Une vitrine pour l’extrême-droite mondiale

C’est ça le fameux “déficit zéro” de Milei, applaudi par la presse européenne d’extrême-droite, de droite et économique. (Il paraît qu’il convient de distinguer ces trois catégories mais personne n’a réussi à m’expliquer pourquoi. Est-ce qu’il faut distinguer le discours de Darmanin de celui de Ciotti, et si oui sur quoi ? Celui de Ciotti de celui de Le Pen ? Ou est-ce que la défense des plus riches par Bardella se distingue de celle de Macron ? Grands mystères mais il semblerait qu’il existe une différence fondamentale entre Les Echos du trumpiste Bernard Arnault et CNews du lepéniste (canal historique, Jean-Marie) Bolloré et Le Figaro de la famille droitière Dassault.)

Ainsi, l’Argentine entre dans ce paradoxe d’une augmentation exponentielle de sa dette dans le même temps que ses infrastructures et son “capital humain” (comme l’appelle atrocement le gouvernement de Milei qui a un ministère du même nom) sont à l’abandon.


Nous ne connaissons pas encore le détail des concessions offertes par l’Argentine afin d’obtenir ces prêts permettant à Milei d’arriver aux élections du 26 octobre sans un écroulement de son programme économique (qui mènera donc un écroulement un peu plus tardif).

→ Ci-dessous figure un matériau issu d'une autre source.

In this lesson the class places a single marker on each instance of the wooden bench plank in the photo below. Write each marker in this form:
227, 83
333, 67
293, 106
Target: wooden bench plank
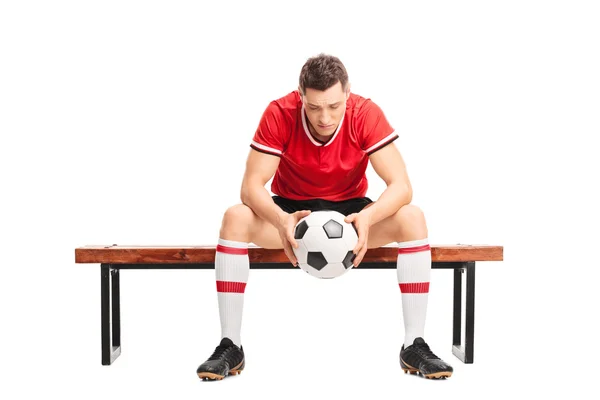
114, 254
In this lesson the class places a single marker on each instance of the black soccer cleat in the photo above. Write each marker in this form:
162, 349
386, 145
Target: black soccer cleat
419, 358
227, 359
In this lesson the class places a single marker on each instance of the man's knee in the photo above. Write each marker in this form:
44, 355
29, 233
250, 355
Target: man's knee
411, 222
236, 222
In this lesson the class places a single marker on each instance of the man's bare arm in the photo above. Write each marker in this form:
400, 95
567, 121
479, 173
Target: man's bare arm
389, 165
261, 167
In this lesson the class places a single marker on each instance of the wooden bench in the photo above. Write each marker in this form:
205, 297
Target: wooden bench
460, 258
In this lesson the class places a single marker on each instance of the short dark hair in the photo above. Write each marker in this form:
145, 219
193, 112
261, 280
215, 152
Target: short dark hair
322, 72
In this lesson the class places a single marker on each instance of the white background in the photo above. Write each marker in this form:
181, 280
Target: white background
129, 122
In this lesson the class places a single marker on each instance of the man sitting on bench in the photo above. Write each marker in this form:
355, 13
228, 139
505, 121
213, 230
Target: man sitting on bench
317, 142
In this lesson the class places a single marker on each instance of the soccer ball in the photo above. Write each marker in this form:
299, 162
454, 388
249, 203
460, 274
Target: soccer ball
325, 244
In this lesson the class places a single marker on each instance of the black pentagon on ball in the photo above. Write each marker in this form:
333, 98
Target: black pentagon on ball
348, 259
300, 230
316, 259
333, 229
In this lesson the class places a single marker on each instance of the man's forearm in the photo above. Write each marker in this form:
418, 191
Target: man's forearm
394, 197
258, 199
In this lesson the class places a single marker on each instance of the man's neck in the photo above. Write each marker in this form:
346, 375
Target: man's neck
313, 132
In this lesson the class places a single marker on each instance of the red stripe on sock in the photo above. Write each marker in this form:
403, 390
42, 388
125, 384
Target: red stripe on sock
416, 287
405, 250
231, 250
231, 287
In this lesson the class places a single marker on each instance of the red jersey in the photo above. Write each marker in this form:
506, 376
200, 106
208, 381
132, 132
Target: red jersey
311, 169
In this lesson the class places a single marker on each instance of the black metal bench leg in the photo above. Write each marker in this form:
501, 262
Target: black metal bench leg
464, 353
111, 316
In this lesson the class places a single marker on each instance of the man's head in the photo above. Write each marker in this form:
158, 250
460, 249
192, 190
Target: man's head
324, 88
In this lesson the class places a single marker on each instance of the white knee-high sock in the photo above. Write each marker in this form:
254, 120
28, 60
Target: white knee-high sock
232, 267
414, 270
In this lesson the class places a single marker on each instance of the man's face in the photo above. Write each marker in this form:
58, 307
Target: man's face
325, 109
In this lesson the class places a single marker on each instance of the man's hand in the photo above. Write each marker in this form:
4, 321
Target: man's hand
286, 233
362, 223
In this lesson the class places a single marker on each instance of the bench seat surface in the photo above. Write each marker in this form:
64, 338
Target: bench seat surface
115, 254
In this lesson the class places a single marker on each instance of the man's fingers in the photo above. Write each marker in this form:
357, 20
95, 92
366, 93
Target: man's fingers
292, 241
359, 245
360, 256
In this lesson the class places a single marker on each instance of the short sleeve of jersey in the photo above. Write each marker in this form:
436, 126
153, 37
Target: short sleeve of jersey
270, 135
374, 130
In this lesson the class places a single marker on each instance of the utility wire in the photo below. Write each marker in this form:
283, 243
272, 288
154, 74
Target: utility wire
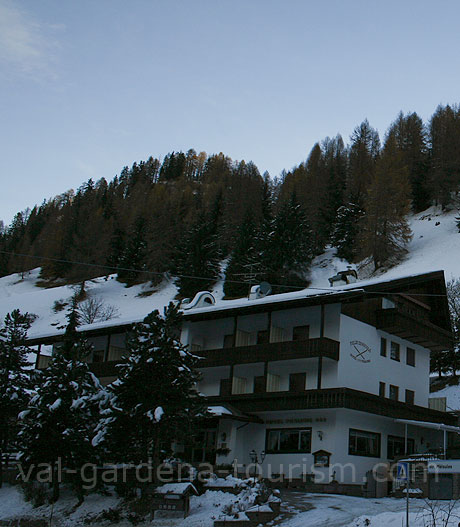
157, 273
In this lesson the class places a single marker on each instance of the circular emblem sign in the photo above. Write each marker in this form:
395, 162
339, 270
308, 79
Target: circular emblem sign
360, 351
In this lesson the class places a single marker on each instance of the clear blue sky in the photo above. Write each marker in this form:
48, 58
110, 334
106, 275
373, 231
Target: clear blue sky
89, 86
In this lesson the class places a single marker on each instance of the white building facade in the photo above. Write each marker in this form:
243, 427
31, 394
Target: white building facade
316, 383
321, 382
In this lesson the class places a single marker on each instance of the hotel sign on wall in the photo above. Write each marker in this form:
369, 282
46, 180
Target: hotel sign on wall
451, 466
360, 351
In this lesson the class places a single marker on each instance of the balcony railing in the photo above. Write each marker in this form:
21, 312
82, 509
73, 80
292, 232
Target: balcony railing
331, 398
273, 351
418, 331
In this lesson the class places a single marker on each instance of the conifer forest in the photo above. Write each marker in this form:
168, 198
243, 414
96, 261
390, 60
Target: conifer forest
194, 216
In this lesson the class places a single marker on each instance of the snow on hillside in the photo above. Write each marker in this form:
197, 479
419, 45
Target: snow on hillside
435, 245
26, 296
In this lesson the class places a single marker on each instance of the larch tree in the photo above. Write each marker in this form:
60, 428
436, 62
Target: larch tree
15, 382
363, 153
385, 232
154, 401
243, 263
57, 428
412, 142
286, 250
198, 255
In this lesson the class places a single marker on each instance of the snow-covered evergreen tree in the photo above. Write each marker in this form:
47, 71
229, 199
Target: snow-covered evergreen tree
345, 231
244, 263
154, 400
198, 256
58, 426
287, 249
14, 377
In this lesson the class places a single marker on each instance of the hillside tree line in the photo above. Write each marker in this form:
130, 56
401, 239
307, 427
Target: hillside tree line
191, 212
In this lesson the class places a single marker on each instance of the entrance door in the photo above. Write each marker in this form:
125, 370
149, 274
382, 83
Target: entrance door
441, 487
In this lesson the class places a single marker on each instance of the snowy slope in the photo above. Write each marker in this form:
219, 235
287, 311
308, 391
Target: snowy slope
435, 245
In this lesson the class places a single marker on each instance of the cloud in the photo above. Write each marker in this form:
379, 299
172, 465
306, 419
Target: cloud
26, 45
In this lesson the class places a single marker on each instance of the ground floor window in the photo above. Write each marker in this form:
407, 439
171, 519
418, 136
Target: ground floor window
202, 447
288, 440
396, 447
362, 443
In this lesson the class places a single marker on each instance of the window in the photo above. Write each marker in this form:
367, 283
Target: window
98, 355
228, 341
396, 447
300, 332
263, 336
394, 393
363, 443
394, 351
410, 356
273, 382
288, 440
239, 385
410, 396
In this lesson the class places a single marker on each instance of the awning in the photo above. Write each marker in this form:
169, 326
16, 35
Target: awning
427, 424
230, 412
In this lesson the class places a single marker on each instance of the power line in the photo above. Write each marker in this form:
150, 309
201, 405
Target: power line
158, 273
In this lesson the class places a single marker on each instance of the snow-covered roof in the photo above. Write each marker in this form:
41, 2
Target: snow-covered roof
435, 244
176, 488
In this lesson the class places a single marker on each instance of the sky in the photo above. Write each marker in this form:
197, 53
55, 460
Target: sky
89, 86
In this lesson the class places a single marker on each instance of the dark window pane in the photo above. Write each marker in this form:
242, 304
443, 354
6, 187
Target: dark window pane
263, 336
98, 355
410, 356
396, 447
272, 440
363, 443
228, 341
300, 333
394, 392
289, 440
410, 396
305, 441
394, 351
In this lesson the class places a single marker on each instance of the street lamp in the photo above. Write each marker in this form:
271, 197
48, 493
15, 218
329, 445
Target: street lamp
255, 461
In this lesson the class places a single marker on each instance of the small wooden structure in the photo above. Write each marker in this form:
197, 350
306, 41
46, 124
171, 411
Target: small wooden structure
172, 500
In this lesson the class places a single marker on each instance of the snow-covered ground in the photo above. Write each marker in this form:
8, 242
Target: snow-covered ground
435, 245
298, 510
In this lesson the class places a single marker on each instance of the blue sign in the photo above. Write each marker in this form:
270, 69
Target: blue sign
402, 472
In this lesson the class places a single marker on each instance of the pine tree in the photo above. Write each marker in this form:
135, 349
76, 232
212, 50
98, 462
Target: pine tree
154, 401
59, 423
385, 231
345, 231
286, 251
243, 263
444, 130
411, 140
198, 255
363, 153
133, 258
14, 377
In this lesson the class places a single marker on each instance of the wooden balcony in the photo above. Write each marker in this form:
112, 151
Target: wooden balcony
331, 398
273, 351
104, 369
418, 331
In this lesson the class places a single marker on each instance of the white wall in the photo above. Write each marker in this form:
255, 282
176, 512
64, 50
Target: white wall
210, 379
365, 376
334, 425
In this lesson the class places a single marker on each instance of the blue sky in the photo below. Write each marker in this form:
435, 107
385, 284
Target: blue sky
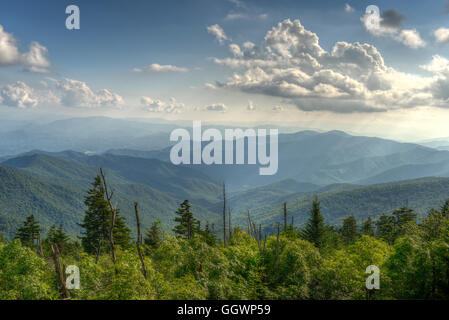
117, 37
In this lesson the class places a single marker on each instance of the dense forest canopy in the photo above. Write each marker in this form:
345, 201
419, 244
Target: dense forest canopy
317, 261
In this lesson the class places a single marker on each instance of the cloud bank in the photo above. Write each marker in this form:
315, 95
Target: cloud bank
35, 60
351, 77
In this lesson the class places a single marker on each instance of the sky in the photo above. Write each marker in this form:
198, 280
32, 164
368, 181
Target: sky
328, 65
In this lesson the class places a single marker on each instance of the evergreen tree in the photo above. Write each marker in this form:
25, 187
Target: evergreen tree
314, 230
122, 234
445, 209
97, 222
29, 233
367, 227
385, 228
58, 236
349, 230
153, 235
404, 216
187, 224
209, 237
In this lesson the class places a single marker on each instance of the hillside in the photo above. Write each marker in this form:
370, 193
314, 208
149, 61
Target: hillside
328, 158
362, 202
53, 189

Mais nous avons déjà pu observer que désormais le Secrétaire au Trésor des États-Unis décide de la politique fiscale argentine.

Trump soutient sans la moindre ambiguïté, à la fois politiquement et économiquement, le gouvernement de Milei. Mais ce soutien n’est pas gratuit. Il est à parier que nous découvrirons que la pays a été bradé à des entreprises et/ou l’armée étasuniennes.

En marque allégeance et de soumission, Javier Milei brandit un tweet de Donald Trump

Un tweet imprimé en guise de hochet pour la soumission d'un pays... 

Bref, Milei avait le choix entre la dette et le déshonneur. Il a choisi le déshonneur et les Argentins auront la dette. (C’est bien de finir sur une citation grandiloquente, ça fait Grandes Ecoles. C’est d’ailleurs un grand mystère que ce goût des petites phrases dans les “grandes écoles”, elles ne disent rien, ou tout et son contraire, et font confiture -de celle qu’on étale parce qu’on en manque comme la culture).